Aku menghela napas dan melangkah ke kamar mandi, menutup pintu di belakangku, aku mengisi bak mandi dengan air, melepaskan pakaianku dan melangkah ke dalam bak, menenangkan sarafku.
Aku keluar dari kamar mandi, terbungkus handuk dan melihat nilon tergeletak di tempat tidur. Aku membukanya dan menemukan pakaian wanita dan pakaian dalam di dalamnya.
Mereka masih ada labelnya, dia pasti memesannya saat aku di kamar mandi. Aku membersihkan tubuhku dan memakai pakaian dalam yang ukurannya pas sekali.
Aku mengangkat bahu, dia mungkin telah memotretku dan menunjukkan foto-foto itu kepada mereka untuk mengetahui ukuran pas-ku.

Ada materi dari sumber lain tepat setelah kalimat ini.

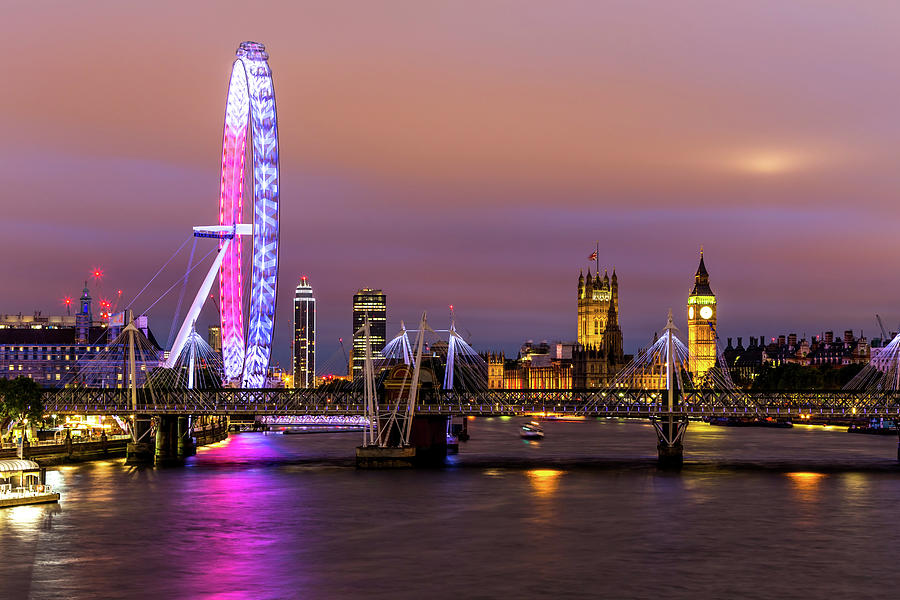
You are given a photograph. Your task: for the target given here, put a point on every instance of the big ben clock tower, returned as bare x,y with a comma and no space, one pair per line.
701,323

Memakai gaun flare kuning muda, aku mengambil sikat dan meluruskan rambutku. Mengoleskan losionnya ke kulit telanjangku dengan lembut saat aroma surgawi losion itu memenuhi lubang hidungku.

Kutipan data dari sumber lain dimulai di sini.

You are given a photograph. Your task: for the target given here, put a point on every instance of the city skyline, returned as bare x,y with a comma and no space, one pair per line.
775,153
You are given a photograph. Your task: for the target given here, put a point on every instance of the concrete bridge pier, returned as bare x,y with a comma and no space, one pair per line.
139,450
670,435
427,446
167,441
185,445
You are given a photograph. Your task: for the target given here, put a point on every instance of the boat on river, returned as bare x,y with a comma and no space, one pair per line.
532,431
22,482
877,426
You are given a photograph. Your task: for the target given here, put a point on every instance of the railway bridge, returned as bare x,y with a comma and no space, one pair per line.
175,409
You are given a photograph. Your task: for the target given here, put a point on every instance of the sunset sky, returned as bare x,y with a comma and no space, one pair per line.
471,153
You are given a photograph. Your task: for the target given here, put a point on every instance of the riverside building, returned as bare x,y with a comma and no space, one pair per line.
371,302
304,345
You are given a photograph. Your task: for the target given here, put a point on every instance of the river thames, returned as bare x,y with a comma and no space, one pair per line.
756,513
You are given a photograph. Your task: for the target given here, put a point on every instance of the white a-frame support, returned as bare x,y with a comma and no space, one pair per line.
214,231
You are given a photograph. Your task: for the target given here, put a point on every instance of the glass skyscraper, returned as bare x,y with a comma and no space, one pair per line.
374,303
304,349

Aku mengemas gaunku yang bernoda anggur yang kupakai ke pesta ke dalam nilon dan berjalan keluar dari kamar menuju area makan tempat Jayden sudah duduk, jelas sekali menungguku muncul.
"Terima kasih," gumamku, menatapnya. Dia mengangguk dan menuangkan teh ke dalam cangkir, menaruh roti di piring dan menyerahkannya kepadaku.
Aku berterima kasih padanya dan mulai makan, mengunyah roti perlahan sambil merasakan tatapannya di wajahku.
Aku selesai dan berterima kasih padanya, membawa piring ke dapur yang coba dicegahnya, tapi aku bersikeras.
Aku membilasnya, menaruhnya di rak piring dan kembali ke ruang duduk tempat dia sudah menungguku.
Kami berjalan keluar dari lift, dia membuka pintu mobilnya, aku bergumam terima kasih dan masuk.
Aku memberinya petunjuk arah rumahku dan segera, kami tiba. Aku berterima kasih padanya dan keluar dari mobil, bergegas masuk ke rumah tanpa melihat ke belakang.
Aku tidak mengerti mengapa aku begitu gugup, mungkin karena setiap kali aku bersamanya, dia selalu berbicara tentang menginginkanku dan semua itu, tapi ketika dia tidak mengatakan hal seperti itu hari ini dan bersikap baik, rasanya agak aneh bagiku.
"Ada apa sayang?" ibuku menghampiriku, kekhawatiran tertulis di seluruh wajahnya. "Rose datang ke sini untuk mengetahui apakah kamu kembali, Dia menjelaskan apa yang terjadi padaku. Sayang, kamu baik-baik saja?" Dia bertanya dengan khawatir.
"Ibu, kamu tidak perlu terlalu khawatir tentangku karena aku baik-baik saja. Seorang teman menemukanku mabuk di luar dan membawaku ke rumahnya karena dia tidak tahu rumahku dan aku terlalu mabuk untuk mengarahkannya ke sini," jawabku lemah.
"Oke sayang, aku senang kamu aman, aku sangat mengkhawatirkanmu sehingga aku benar-benar harus menelepon ayahmu dan memberitahunya bahwa kamu hilang," katanya, melihat ke bawah mencoba menghindari tatapanku.
"Ibu, kamu melakukan apa? Apakah kamu harus melakukan hal seperti itu, Ibu?" Aku mengerang.
"Aku tidak punya pilihan sayang, kamu berada di luar sendirian dan aku sangat takut kamu masuk ke tangan yang salah."
"Mami, setidaknya kamu bisa menunggu sampai pagi sebelum menelepon ayah, sekarang bagaimana aku menjelaskan kepada Ayah bahwa aku pergi ke pesta, mabuk dan tidur di rumah teman?" Aku menggerutu dengan frustrasi, menaiki tangga.
"Maaf karena bertindak terlalu cepat sayang, aku benar-benar takut," gumamnya di belakangku, membuatku memutar mata ke belakang.
Teleponku berdering dan aku mengambilnya dari tas, memeriksa penelepon dan itu Rose. Aku mengerutkan kening, mengangkat telepon, siap untuk marah padanya karena menyeretku ke pesta bodoh itu.
"Kamu baik-baik saja, Roda? Aku sudah menelepon nomor teleponmu sejak tadi malam, tapi tidak tersambung. Di mana kamu menghabiskan malam karena aku sudah ke rumahmu pagi ini dan ibumu mengatakan kamu tidak pulang," katanya bertele-tele.